Trends in predictive modeling
I talked with Teradata about a bunch of stuff yesterday, including this week’s announcements in in-database predictive modeling. The specific news was about partnerships with Fuzzy Logix and Revolution Analytics. But what I found more interesting was the surrounding discussion. In a nutshell:
- Teradata is finally seeing substantial interest in in-database modeling, rather than just in-database scoring (which has been important for years) and in-database data preparation (which is a lot like ELT — Extract/Load/transform).
- Teradata is seeing substantial interest in R.
- It seems as if similar groups of customers are interested in both parts of that, such as:
- Usual-suspect consumer marketing sectors (telecom, credit card, retail).*
- Semiconductor manufacturing.**
- Parallelized SAS modeling on Teradata seems to be limited by the small number of algorithms that are parallelized. (SAS scoring, I presume, is a different matter.)

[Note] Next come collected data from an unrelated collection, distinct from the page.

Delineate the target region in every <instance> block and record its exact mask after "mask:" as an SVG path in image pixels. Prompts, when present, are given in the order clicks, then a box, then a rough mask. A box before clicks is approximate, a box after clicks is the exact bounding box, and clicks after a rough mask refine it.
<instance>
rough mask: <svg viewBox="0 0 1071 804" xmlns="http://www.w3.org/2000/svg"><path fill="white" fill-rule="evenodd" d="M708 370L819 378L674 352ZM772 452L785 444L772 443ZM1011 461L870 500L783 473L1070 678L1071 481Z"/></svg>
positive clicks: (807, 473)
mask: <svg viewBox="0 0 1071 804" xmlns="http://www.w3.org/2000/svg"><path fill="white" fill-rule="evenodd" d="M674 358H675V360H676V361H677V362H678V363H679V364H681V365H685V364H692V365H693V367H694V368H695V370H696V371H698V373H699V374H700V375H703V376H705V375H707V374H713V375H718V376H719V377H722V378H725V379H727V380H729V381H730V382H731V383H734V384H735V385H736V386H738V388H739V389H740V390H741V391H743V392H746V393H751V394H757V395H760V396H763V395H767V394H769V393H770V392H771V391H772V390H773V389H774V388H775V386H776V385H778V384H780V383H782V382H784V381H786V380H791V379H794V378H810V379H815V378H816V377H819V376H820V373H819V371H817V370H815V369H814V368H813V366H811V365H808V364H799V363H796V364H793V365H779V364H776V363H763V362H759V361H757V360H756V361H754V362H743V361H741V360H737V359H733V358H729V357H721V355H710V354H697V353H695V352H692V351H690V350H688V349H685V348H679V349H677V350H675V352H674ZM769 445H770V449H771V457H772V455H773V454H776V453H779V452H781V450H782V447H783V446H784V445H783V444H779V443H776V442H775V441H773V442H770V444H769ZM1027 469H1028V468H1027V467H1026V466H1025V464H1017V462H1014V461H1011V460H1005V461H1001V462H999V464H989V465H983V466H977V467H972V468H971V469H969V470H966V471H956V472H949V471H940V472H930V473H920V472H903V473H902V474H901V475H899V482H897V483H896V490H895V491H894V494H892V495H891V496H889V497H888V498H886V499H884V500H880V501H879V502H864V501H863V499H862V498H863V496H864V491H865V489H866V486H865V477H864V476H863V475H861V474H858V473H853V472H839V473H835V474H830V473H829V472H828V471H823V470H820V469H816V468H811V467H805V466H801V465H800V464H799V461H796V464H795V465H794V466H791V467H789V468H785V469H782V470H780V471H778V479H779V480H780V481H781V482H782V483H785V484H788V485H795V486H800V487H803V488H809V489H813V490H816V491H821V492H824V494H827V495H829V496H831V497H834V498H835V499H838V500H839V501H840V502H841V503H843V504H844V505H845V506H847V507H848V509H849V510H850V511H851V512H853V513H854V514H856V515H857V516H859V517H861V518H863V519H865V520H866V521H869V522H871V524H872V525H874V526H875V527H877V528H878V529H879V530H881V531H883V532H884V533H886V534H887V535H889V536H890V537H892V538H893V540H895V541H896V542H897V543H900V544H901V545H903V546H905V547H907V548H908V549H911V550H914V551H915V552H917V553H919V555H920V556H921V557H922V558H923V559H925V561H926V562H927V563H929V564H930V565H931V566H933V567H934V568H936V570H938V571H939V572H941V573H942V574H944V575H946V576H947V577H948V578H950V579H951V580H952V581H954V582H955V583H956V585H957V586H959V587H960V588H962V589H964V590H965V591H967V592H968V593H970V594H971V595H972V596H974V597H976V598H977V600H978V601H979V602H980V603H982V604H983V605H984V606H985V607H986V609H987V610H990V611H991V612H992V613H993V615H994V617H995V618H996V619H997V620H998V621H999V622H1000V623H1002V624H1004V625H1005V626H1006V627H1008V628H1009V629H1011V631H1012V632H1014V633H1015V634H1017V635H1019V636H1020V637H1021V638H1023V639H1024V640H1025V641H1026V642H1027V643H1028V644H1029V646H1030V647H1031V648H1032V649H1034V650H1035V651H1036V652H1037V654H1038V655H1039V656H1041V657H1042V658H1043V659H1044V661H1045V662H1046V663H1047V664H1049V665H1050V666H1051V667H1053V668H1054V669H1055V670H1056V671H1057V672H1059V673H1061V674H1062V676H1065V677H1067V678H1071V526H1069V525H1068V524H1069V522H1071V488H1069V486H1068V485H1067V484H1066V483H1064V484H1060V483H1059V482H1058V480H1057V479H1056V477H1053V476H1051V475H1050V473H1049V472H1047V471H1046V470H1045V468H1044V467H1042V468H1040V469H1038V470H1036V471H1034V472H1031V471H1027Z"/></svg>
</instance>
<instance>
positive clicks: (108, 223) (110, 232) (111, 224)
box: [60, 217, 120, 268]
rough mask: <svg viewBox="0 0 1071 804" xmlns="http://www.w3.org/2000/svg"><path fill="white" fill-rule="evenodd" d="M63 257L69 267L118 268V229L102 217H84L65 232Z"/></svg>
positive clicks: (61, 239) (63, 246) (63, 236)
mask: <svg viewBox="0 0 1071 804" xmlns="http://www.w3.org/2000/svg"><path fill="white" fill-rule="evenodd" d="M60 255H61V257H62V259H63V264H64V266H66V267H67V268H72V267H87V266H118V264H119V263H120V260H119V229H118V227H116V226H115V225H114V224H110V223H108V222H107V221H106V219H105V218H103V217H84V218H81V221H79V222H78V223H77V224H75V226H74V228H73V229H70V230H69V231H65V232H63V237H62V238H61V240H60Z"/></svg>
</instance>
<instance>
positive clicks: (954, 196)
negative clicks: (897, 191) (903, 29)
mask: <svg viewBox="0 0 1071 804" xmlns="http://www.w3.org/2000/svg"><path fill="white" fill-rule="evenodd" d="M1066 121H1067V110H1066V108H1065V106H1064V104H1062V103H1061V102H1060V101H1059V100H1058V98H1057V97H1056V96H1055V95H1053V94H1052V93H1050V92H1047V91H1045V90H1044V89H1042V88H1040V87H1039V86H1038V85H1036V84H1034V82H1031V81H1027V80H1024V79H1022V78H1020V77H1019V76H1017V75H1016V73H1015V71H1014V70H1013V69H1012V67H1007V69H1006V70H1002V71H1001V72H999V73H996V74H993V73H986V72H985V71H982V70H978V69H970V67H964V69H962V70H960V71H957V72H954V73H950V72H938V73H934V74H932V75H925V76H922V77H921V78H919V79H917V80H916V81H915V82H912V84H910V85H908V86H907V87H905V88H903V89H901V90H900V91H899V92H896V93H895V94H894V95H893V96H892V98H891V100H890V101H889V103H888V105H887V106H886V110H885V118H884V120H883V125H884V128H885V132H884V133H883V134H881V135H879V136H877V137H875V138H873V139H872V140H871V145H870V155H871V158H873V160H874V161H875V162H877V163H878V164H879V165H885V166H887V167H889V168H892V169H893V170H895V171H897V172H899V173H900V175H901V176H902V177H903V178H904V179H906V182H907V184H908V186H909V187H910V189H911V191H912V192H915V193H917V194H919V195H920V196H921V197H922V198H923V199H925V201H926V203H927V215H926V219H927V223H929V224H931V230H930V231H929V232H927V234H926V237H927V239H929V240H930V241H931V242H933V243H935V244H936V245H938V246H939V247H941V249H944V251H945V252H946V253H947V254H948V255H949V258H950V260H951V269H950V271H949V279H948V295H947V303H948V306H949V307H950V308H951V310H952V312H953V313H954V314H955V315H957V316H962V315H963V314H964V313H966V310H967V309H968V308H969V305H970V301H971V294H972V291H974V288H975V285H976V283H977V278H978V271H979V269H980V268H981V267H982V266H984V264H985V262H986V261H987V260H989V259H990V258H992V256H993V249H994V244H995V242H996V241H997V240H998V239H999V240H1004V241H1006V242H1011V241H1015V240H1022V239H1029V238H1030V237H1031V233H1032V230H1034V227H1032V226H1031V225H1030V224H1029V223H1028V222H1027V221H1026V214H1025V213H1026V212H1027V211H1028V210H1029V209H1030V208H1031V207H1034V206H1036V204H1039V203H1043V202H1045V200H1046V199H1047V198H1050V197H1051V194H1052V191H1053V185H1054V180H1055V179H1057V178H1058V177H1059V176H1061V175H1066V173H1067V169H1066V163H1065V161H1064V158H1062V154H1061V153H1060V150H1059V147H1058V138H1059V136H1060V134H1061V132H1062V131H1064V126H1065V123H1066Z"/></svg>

This is the strongest statement of perceived demand for in-database modeling I’ve heard. (Compare Point #3 of my July predictive modeling post.) And fits with what I’ve been hearing about R.
*That’s very similar to the list of sectors for SAS HPA.
**To support their extremely high focus on product quality, semiconductor manufacturers have been using state-of-the-art analytic tools for at least 30 years.
In-database modeling is a performance feature, and performance can have several kinds of benefit, which may be summarized as “cheaper”, “better”, and “previously impractical”. My impression is that in-database modeling is pretty far toward the “previously impractical” end of the spectrum; enterprises don’t adopt a new way of predictive modeling until they want to create models that the old way can’t get done.
Basically, I think that models are increasingly:
- Richer and more diverse than before. (see for example Point #5 of my July predictive modeling post.)
- Developed in a more experimental and quickly-iterative way than before.
I think the first point pretty much implies the second, but the converse isn’t as clear; one can tweak old-style models in quick-turnaround fashion even more easily than one can develop the more complex newer styles.
And finally: I’m not hearing that modeling — even when it’s parallel and in-database fast — is commonly done on a complete many-terabyte dataset. It’s not a question I always remember to ask; for example, I didn’t bring it up with Teradata. But when I do, I rarely hear of models being trained on more than a few terabytes of data each.
Comments
One Response to “Trends in predictive modeling”
Leave a Reply
There are many benefits to modeling in-database, not the least of which is the elimination of data movement. Even if one builds models on “only” a few terabytes, the effort to move that data adds serious latency to the analytic cycle time. Moreover, there are very few server-based analytic products that can work with terabyte-sized data sets, so analysts working outside of a database typically work with sets of 100GB or less.
SAS HPA has failed to gain acceptance, but not because it has a limited number of algorithms. The reasons this product has failed are (1) SAS has priced the product out of the market; (2) the product architecture restricts deployment choices; and (3) the product’s software engineering makes high demands on infrastructure leading to exploding TCO. HPA runs “in the appliance” and not “in the database”, so it requires specially constructed platforms that bulk up the memory and reduce storage. In the case of Teradata, SAS HPA runs only on the dedicated 720 appliance, and not on other members of the Teradata family.
SAS’ more recent attempts to deploy HPA into Hadoop in a “run beside on the node” approach have also predictably run into roadblocks, since HPA cannot run on the typical commodity node servers that Hadoop customers use.
SAS scoring is also limited to those algorithms supported by the SAS Scoring Accelerator or the SAS Analytics Accelerator, a subset of SAS analytic capabilities. Since both of these products have limitations of their own (and also require substantial additional licensing fees), and since SAS/STAT does not export PMML, many SAS customers simply rebuild the scoring code in SQL, C, Java, R or Python.
Revolution R Enterprise, on the other hand, will run on any instance of Teradata 14.10, in any Teradata appliance. And any R code developed anywhere, on any platform, will run in Teradata in Revolution R.